Le piège de la liquidation partielle indirecte (Art. 20a LIFD)

C'est le point de fiscalité le plus souvent mal compris, et celui qui peut coûter le plus cher au cédant cinq ans après la vente. La liquidation partielle indirecte (LPI) vise à empêcher de transformer une distribution de dividendes (imposable comme revenu) en gain en capital (exonéré) via la vente à une holding repreneuse.

Quatre conditions cumulatives déclenchent la requalification fiscale :

  1. Vente d'une participation d'au moins 20 % du capital social d'une société de capitaux ou coopérative ;
  2. La participation vendue est détenue dans la fortune privée du cédant, et passe dans la fortune commerciale de l'acquéreur (typiquement une holding) ;
  3. Distribution dans les cinq ans suivant la vente de substance non nécessaire à l'exploitation, existant au moment de la vente et susceptible d'être distribuée selon le droit commercial (réserves libres, liquidités excédentaires) ;
  4. Participation du vendeur à l'opération (information sur la substance distribuable, accord contractuel, etc.).

Si les quatre conditions sont réunies, le gain en capital initialement exonéré est requalifié en revenu imposable, et la procédure de rappel d'impôt peut intervenir jusqu'à cinq ans après la transaction. La parade contractuelle standard consiste à inclure dans le contrat de cession une clause par laquelle l'acheteur s'engage à ne pas distribuer de substance préexistante dans les cinq ans, sous peine d'indemnisation du vendeur.

Transmission familiale ou repreneur externe : quelle voie choisir ?
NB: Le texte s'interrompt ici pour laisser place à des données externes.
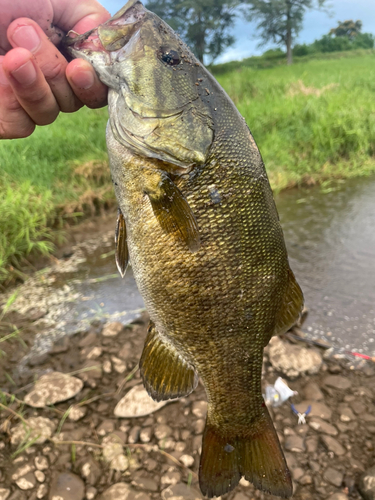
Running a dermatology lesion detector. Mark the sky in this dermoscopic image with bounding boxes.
[99,0,375,63]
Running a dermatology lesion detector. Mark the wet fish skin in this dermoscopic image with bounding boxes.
[69,0,303,498]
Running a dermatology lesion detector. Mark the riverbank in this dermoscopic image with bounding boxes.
[0,308,375,500]
[0,54,375,283]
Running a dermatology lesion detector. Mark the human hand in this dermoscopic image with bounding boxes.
[0,0,110,139]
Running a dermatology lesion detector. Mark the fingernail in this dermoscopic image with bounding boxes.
[12,26,40,52]
[0,63,9,86]
[11,61,36,86]
[71,70,95,90]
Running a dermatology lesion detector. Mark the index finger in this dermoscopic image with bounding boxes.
[51,0,111,34]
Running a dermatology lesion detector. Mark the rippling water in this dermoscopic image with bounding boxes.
[276,177,375,355]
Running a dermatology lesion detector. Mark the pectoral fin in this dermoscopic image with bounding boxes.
[139,322,198,401]
[115,209,129,278]
[146,174,200,252]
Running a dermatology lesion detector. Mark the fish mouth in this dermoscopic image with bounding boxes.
[63,0,147,56]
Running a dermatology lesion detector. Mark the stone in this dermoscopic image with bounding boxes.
[160,472,181,488]
[161,483,203,500]
[192,401,207,418]
[16,472,36,491]
[102,321,124,337]
[321,435,346,457]
[132,474,159,491]
[179,455,194,467]
[294,400,332,420]
[0,488,10,500]
[114,384,170,418]
[269,337,323,378]
[25,372,83,408]
[340,408,357,422]
[36,483,48,500]
[86,486,98,500]
[10,417,56,446]
[154,424,173,440]
[323,467,344,488]
[323,375,352,391]
[34,456,49,470]
[110,454,129,472]
[34,470,46,483]
[284,436,306,453]
[308,417,339,436]
[139,427,152,443]
[68,405,87,422]
[49,472,85,500]
[303,382,324,401]
[358,467,375,500]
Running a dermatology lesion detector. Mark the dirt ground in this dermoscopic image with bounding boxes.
[0,309,375,500]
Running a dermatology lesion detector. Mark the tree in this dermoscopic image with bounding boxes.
[329,20,362,40]
[245,0,327,64]
[146,0,240,62]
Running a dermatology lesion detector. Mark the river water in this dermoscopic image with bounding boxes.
[16,177,375,356]
[275,177,375,355]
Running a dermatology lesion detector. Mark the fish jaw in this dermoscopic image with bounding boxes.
[63,0,148,90]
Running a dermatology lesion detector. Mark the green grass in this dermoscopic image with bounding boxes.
[0,51,375,282]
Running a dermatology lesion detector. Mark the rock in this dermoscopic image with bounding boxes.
[68,405,87,422]
[34,456,49,470]
[10,417,56,446]
[303,382,324,401]
[179,455,194,467]
[16,472,36,491]
[294,400,332,420]
[323,467,344,488]
[192,401,207,418]
[34,470,46,483]
[284,435,305,453]
[269,337,323,378]
[49,472,85,500]
[327,493,348,500]
[36,483,48,500]
[86,486,98,500]
[321,435,346,457]
[110,454,129,472]
[160,472,181,488]
[308,417,339,436]
[0,488,10,500]
[25,372,83,408]
[358,467,375,500]
[323,375,352,391]
[139,427,152,443]
[102,321,124,337]
[154,424,173,440]
[114,384,170,418]
[132,473,159,491]
[161,483,203,500]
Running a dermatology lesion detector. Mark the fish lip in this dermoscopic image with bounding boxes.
[61,0,147,56]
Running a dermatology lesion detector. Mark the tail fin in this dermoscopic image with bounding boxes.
[199,408,293,498]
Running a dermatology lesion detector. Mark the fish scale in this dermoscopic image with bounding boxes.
[68,0,303,498]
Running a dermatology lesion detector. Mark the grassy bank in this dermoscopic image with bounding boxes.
[0,53,375,281]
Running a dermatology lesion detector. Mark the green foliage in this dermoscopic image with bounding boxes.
[329,20,362,39]
[219,55,375,189]
[146,0,240,62]
[244,0,326,64]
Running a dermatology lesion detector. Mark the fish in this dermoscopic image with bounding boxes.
[65,0,303,498]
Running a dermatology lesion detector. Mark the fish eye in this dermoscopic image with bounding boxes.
[160,48,181,66]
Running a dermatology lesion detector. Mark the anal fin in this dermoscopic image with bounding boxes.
[115,209,129,278]
[139,322,198,401]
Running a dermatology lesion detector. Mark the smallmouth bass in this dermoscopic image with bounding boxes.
[66,0,303,498]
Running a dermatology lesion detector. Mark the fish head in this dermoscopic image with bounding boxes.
[65,0,213,167]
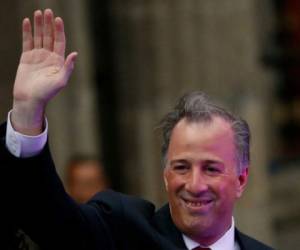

C'est souvent la première question que se pose un cédant. Et la réponse honnête est : l'une n'est pas meilleure que l'autre. Elles répondent à des situations différentes, et les tendances suisses des vingt dernières années montrent un basculement clair vers la transmission externe.

Selon les études récurrentes de Credit Suisse sur la succession des PME suisses, la part des transmissions familiales a reculé au fil du temps : de majoritaire il y a vingt ans, elle pèse aujourd'hui environ 40 % des cas, au profit des reprises externes (35 à 40 %) et des MBO/MBI par les collaborateurs ou des cadres extérieurs (15 à 20 %). Cette bascule reflète à la fois le vieillissement des fondateurs, le choix de leurs enfants pour d'autres carrières, et la professionnalisation du marché de la reprise.

La transmission familiale

Elle présente des atouts évidents : connaissance préexistante de l'entreprise, continuité culturelle avec les équipes et la clientèle, et sur le plan fiscal, l'exonération ou quasi-exonération des droits de donation et de succession en ligne directe dans la plupart des cantons. Mais elle suppose que l'héritier désigné en ait la capacité, la motivation et la légitimité aux yeux des équipes et des partenaires.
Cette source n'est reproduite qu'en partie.